ピクッとレノは反応を示した。ほら。聞かれた。絶対聞いてくると思った。絶対コイツも気づいてると思ったんだ。…アイツが、いなくなってしまった事。


「…何言ってんだよ?元気でやってるぞ、と」


しょうもない嘘。我ながら淋しい嘘だと思った。


「…本当ですか?まったく見ないんですけど」


おかしくないですか。彼はそう付け加えた。


「…出勤時間が変わったんだよ」


タークスにはよくある事だ。…これは嘘ではない。

その後、しばらく沈黙が続いた。チラリと彼を盗み見ると、辛気臭い顔をしていた。まったく腑に落ちていないようだった。


「…」


腑に落ちてないのは、こっちも同じ。
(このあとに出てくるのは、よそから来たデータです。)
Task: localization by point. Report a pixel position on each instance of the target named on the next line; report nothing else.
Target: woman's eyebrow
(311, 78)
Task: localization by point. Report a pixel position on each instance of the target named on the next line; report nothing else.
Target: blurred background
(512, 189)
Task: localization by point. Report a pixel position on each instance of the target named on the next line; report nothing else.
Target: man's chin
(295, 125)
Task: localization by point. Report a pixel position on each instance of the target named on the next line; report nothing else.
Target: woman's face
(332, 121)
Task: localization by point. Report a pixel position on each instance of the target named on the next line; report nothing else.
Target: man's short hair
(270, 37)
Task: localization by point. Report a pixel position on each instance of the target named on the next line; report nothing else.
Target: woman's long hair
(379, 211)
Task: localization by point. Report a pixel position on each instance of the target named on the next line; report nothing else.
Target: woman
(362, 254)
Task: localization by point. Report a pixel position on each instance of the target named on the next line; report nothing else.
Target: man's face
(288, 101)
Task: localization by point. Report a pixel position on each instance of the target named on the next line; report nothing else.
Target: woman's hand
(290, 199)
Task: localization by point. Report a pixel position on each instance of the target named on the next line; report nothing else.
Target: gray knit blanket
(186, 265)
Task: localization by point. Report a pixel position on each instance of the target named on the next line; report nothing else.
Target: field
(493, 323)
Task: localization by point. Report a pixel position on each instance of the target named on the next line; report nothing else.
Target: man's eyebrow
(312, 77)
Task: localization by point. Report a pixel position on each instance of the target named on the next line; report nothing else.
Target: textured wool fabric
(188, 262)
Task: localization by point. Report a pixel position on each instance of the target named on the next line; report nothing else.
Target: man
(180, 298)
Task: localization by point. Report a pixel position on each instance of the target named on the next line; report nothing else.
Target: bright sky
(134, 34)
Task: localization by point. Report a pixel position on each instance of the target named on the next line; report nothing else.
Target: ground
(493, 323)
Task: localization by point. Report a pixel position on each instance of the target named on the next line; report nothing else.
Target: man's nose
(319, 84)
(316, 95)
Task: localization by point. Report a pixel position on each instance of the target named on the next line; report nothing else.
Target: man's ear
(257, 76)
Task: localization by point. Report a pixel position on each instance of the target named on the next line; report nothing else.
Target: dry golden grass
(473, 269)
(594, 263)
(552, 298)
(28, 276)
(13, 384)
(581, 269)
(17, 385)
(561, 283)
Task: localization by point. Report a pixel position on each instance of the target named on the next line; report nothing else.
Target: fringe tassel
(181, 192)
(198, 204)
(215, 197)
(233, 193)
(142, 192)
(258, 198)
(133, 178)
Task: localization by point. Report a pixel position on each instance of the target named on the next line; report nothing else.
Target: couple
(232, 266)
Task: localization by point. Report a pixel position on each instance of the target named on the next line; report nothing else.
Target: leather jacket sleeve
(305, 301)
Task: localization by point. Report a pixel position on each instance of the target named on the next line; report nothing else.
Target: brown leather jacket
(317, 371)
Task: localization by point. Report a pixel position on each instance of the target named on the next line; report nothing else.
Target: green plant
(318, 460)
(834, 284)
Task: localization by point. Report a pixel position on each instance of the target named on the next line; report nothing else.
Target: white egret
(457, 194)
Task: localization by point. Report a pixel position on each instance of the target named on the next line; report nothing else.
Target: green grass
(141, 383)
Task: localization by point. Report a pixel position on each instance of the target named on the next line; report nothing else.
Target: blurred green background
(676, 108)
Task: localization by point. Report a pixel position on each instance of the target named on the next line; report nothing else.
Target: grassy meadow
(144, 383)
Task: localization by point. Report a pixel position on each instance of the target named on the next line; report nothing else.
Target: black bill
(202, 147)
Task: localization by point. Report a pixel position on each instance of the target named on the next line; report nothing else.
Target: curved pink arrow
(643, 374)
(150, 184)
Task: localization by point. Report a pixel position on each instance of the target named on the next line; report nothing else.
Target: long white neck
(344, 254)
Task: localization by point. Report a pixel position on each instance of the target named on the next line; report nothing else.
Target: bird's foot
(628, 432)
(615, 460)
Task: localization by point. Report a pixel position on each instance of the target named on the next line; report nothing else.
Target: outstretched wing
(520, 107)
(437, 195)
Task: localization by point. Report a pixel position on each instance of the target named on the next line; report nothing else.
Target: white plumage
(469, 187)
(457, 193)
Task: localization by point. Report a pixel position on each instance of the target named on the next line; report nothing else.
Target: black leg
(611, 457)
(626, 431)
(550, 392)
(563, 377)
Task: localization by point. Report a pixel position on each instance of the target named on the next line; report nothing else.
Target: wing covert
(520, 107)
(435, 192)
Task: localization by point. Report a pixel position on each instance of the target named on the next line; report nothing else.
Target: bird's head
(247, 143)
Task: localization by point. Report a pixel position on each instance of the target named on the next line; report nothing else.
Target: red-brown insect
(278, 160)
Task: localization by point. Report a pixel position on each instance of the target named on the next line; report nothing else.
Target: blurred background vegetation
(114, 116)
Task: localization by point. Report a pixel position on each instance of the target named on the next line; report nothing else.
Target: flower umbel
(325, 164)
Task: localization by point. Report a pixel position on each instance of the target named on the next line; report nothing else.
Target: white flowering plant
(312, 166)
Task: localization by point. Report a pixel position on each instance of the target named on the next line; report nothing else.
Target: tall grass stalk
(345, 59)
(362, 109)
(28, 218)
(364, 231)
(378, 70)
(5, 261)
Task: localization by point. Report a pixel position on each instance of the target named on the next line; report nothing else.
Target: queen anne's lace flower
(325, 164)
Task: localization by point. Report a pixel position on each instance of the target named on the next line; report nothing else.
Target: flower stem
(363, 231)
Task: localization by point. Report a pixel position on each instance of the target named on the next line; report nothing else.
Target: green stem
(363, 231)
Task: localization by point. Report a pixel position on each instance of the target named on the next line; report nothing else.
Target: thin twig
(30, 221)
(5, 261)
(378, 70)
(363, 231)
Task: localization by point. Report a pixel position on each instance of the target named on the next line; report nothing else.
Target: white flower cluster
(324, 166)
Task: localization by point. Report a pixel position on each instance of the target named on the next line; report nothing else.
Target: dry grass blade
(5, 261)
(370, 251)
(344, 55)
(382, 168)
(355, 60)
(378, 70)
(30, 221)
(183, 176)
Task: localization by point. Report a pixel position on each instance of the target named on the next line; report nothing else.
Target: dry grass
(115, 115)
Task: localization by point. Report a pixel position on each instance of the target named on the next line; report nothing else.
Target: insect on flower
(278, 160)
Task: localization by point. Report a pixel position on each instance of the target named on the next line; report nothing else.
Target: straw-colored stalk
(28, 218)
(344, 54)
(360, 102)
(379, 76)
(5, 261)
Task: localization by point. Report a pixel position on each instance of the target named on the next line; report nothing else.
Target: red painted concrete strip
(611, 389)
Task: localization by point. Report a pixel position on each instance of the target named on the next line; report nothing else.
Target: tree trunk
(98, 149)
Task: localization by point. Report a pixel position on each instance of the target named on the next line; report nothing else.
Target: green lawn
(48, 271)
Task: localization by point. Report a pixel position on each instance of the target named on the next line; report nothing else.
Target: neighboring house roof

だからこんなにイライラしてるってのに。


「…コスタ一緒に行くって約束したんですよ」


何故それを俺に向かって言うのか。


「あんなに行きたがってたのになぁ」


イライラが、化学反応するように増して行く。


「…俺の代わりに伝えといて下さいよ」


さっきの辛気臭い顔はどこへやら。まるで宣戦布告でもするかのような、とっておきの笑みを見せられた。…まったくもって、気に食わない。


「…断るぞ、と」


エレベーターの扉が開いた。


「アイツを連れ出すのは、保護者の俺が許さねえ」


そう言ってレノは、そそくさとエレベーターを降りて行った。


「…な〜にが保護者っすか」


一人残された彼は、ポツリとそう呟いた。